A veces, los barrios nacen como las rosas: entre espinas, sobre un suelo áspero y silencioso.
Antes de que la primera grúa alzara su cuello metálico hacia el cielo de A Coruña, Los Rosales no era nada. O mejor dicho, era un lugar de caminos de tierra, huertas de subsistencia y matojos mal peinados por el viento atlántico. Una tierra alta, con vistas a la mar, que olía a salitre y a estiércol, y en la que los perros ladraban a cualquier extraño que osara perderse por allí. Nadie, salvo algún jornalero de paso o una vieja con bata de flores que se obstinaba en regar unos rosales, imaginaba que aquello acabaría convertido en una “miniciudad”.
No había más que terrones, laderas polvorientas y algún caserón disperso, donde vivía gente dura, curtida por la humedad y la sal. El viento del noroeste soplaba libre por aquellas pendientes, sin edificios que le cortaran el paso, y desde el Monte de San Pedro se dominaba aquel descampado como se observa un tablero de ajedrez aún vacío.
Y entonces llegaron los años noventa.
Y con ellos, las excavadoras. Y los arquitectos, que soñaban con calles en forma de rosa, plazas elípticas y bloques de viviendas racionalistas. Fue el PGOM del 87 quien dictó sentencia: se había acabado el éxodo juvenil a la periferia. Había que levantar un barrio que fuese ciudad dentro de la ciudad, un refugio para matrimonios jóvenes, gente que todavía soñaba con un piso, un coche y una hipoteca como símbolo de victoria. Los Rosales fue un ejercicio de fe: sembrar cemento sobre la nada, y esperar que brotara vida.
De la noche a la mañana, en el 93, sobre aquel terruño aparecieron grúas, camiones, columnas de hormigón y un ir y venir de hombres sudorosos en chalecos reflectantes. Era como ver crecer un bosque de acero. Para cuando uno se quiso dar cuenta, había cinco mil viviendas y entre diez mil y quince mil almas habitando las antiguas huertas. Y el barrio, que antes era silencio y bruma, se convirtió en un hervidero de coches, niños con mochilas y abuelos que discuten de política sentados en los bancos de la Plaza Elíptica.

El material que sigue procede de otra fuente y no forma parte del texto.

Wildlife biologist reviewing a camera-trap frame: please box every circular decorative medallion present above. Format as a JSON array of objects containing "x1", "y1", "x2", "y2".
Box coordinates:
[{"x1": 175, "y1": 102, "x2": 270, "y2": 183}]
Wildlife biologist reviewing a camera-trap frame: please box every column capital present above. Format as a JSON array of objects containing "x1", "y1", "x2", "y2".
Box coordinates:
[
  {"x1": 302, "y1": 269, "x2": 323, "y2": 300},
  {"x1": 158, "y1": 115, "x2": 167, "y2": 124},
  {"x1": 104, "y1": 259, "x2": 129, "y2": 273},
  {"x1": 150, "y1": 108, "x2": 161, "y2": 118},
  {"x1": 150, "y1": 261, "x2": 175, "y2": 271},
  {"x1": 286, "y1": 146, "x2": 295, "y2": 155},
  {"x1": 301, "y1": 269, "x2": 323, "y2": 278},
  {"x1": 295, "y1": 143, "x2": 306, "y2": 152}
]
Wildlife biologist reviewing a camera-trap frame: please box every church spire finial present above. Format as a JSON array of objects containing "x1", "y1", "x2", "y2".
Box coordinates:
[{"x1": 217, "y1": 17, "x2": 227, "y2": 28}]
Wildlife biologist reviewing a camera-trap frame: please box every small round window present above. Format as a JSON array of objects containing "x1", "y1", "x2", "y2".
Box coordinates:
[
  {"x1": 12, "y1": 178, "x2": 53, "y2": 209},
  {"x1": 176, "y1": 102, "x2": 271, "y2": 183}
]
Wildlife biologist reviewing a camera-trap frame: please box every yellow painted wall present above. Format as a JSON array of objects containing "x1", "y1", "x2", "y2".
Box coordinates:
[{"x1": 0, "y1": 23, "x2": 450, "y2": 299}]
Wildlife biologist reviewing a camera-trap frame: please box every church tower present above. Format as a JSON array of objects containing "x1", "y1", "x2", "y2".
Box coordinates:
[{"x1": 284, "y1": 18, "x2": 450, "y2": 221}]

Los Rosales tiene algo de milagro y algo de experimento urbano.
Caminar por sus calles es pasear por una maqueta de arquitecto hecha realidad. El trazado, visto desde arriba, recuerda los pétalos de una flor. Allí se alza el Obelisco Millennium, orgulloso y algo futurista, como un faro de cristal que señala el comienzo del barrio desde el mar. La Plaza Elíptica, corazón de la zona, es el lugar donde se cruzan madres con carritos, chavales que van al skateplaza y tipos con pinta de haber trasnochado más de la cuenta. Los portales son modernos, sobrios, hijos de un racionalismo urbanístico que mezcla la funcionalidad con geometrías limpias.
Pero aunque el barrio luce reluciente, sus cimientos están anclados en el barro de sus orígenes. Cada vez que sopla el viento fuerte desde el Atlántico, parece que Los Rosales se acuerda de que no hace tanto allí sólo había maleza y caminos de tierra. Quedan retazos de aquel pasado en algún terraplén, en la pendiente imposible de ciertas calles, en la mirada de quien recuerda que, antes del Millennium y de las franquicias del centro comercial, eso era campo, puro campo.
Hoy Los Rosales es barrio y es ciudad. Es identidad. Es un trozo de Coruña con personalidad propia.
Se celebran fiestas, carreras populares, y el vecindario ha aprendido a defender lo suyo con uñas y dientes. Que cortan la luz, se indignan. Que faltan equipamientos, protestan. Que hay que plantar más rosales, los plantan. Porque en Los Rosales, como en la vida, todo empezó con una mujer empeñada en cuidar sus flores en mitad de la nada. Y mira tú por dónde, esas flores terminaron dándole nombre a un barrio entero.
Así se escribe la historia de las ciudades. Sobre el polvo, el sudor y la memoria. Sobre rosales que un día, contra todo pronóstico, florecen.